Het komt er op neer dat, ondanks herhaalde signalen van klager dat de situatie zorgelijk was, verweerder heeft verzuimd actie te ondernemen, waardoor klager in grote financiële problemen is geraakt.

Er is tot op heden geen echtscheidingsconvenant tot stand gebracht. Wel is er een concept naar de wederpartij gestuurd, maar die reageert niet en verweerder doet niets. Klager betaalt gemiddeld € 500,00 (een derde van zijn inkomen) aan openstaande rekeningen/schulden uit de huwelijkse periode. Deze rekeningen/schulden hadden reeds afbetaald kunnen zijn uit de overwaarde van de echtelijke woning. Doordat er geen convenant was, wilde de X. in 2009 tot gedwongen verkoop overgaan.

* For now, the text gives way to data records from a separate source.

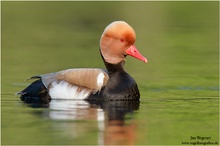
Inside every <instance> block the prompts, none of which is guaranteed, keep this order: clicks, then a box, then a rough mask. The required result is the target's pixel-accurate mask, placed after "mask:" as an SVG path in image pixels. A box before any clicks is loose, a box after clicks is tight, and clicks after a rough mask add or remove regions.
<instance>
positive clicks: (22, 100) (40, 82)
mask: <svg viewBox="0 0 220 146" xmlns="http://www.w3.org/2000/svg"><path fill="white" fill-rule="evenodd" d="M34 78H39V77H34ZM31 79H33V77H31ZM16 94H17V95H20V99H21V100H22V101H25V102H28V103H32V102H40V101H46V100H50V96H49V94H48V90H47V88H46V87H45V86H44V84H43V82H42V80H41V79H38V80H36V81H34V82H33V83H31V84H30V85H29V86H27V87H26V88H25V89H24V90H22V91H20V92H18V93H16Z"/></svg>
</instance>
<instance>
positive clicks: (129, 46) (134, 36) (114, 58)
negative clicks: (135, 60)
mask: <svg viewBox="0 0 220 146" xmlns="http://www.w3.org/2000/svg"><path fill="white" fill-rule="evenodd" d="M135 40H136V34H135V31H134V29H133V28H132V27H131V26H130V25H129V24H127V23H126V22H124V21H114V22H112V23H111V24H109V25H108V26H107V27H106V28H105V30H104V32H103V34H102V36H101V39H100V50H101V54H102V56H103V58H104V60H105V61H106V62H108V63H111V64H117V63H119V62H121V61H123V60H125V57H126V56H127V55H130V56H132V57H135V58H137V59H139V60H142V61H144V62H145V63H147V59H146V58H145V57H144V56H142V55H141V54H140V53H139V51H138V50H137V48H136V47H135V45H134V43H135Z"/></svg>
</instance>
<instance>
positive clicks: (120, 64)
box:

Met veel inspanning heeft klager dit weten te voorkomen, wel met de afspraak dat er binnen een jaar duidelijkheid zou zijn wat betreft de verdeling van geld/schulden. In februari 2010 is er wederom een gesprek met de X. geweest. Klager heeft dit gemeld bij verweerder. Verweerder heeft daarop geen actie ondernomen. Klager heeft het bovenstaande vele malen gemeld bij verweerder. Hij heeft hem in de zomer van 2009 zelfs in gebreke gesteld. Verweerder heeft echter niets gedaan. Om die reden heeft klager op 16 januari 2010 een klacht ingediend tegen verweerder bij de interne klachtencommissie van het kantoor van verweerder. Ook dit heeft tot geen enkel resultaat geleid. De reactie op de ingediende klacht heeft zelfs maanden op zich laten wachten.

4    FEITEN

4.1    Het volgende is komen vast te staan:

Verweerder heeft klager sinds augustus 2006 bijgestaan in de echtscheidingsprocedure van klager. De echtscheiding is in februari 2007 uitgesproken. Daarbij is bepaald dat de (voormalige) echtgenote van klager – de wederpartij - de woning van partijen zou mogen blijven bewonen totdat zij eigen woonruimte had gevonden. Bovendien is de boedelscheiding ten overstaan van een notaris bevolen.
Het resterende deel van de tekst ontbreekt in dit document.